Figure 1. Predicted effects of Perceived PM Party Shifts on the
Perceived Shifts of Junior Coalition Partners and Opposition Parties

Notes. The figure charts the predicted effects of the Prime Ministerial (PM) party’s perceived shift on the perceived shifts of junior coalition partners (the solid line) and on opposition parties (the dotted line), based on model estimates presented in the paper. The shaded regions are set so that the probability is under .05 that the predicted values overlap.
Furthermore, we show that citizens’ coalition-based inferences on European integration conflict with alternative measures of party positions; in particular, neither political experts’ perceptions of party positions nor the codings of parties’ election manifestos support voters’ inference that junior coalition partners adjust their own positions on Europe in response to the PM party’s policy shift. This disconnect implies that citizens might be cautious about applying the coalition-based heuristic to the European integration dimension. We also show that citizens’ perceptions of party positions on Europe matter, in that citizens react to parties’ perceived shifts by updating their own policy views and/or their party support, i.e., these perceived party policy shifts drive partisan sorting in the electorate.

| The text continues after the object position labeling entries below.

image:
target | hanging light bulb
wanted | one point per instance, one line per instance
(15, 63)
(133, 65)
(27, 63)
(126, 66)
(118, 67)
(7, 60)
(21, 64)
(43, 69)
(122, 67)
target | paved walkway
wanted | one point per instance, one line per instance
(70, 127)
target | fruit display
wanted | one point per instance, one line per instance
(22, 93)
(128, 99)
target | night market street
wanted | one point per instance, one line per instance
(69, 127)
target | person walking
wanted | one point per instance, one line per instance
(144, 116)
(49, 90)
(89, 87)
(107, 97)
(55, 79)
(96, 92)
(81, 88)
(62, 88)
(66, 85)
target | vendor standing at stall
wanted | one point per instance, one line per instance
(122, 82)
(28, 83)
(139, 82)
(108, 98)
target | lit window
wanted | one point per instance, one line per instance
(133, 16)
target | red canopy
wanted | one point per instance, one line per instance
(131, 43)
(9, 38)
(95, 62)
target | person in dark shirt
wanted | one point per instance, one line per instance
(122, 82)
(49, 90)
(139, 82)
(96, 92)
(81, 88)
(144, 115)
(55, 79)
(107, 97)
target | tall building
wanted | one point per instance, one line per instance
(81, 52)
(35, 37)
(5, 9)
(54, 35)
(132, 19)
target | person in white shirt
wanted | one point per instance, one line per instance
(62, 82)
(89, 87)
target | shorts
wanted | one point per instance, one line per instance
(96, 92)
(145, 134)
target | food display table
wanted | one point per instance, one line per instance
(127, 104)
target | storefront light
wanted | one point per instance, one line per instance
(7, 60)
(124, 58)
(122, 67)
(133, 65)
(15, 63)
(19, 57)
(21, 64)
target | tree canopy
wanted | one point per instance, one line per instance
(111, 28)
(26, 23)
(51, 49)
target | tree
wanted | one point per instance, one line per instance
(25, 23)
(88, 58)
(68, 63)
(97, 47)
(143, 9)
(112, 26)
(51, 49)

Our findings have straightforward implications for mass-elite policy linkages and for parties’ election strategies. For example, the European issue is relevant to the strategic calculations of radical right parties, whose electoral appeal is tied to their anti-EU stances, including the National Front in France, Golden Dawn in Greece, the British National Party, and the Dutch PVV. To the extent that these parties’ images as staunch anti-EU parties are compromised when they govern in coalition with a more moderate Prime Ministerial party, these radical right parties may have electoral incentives to withhold this support from the government.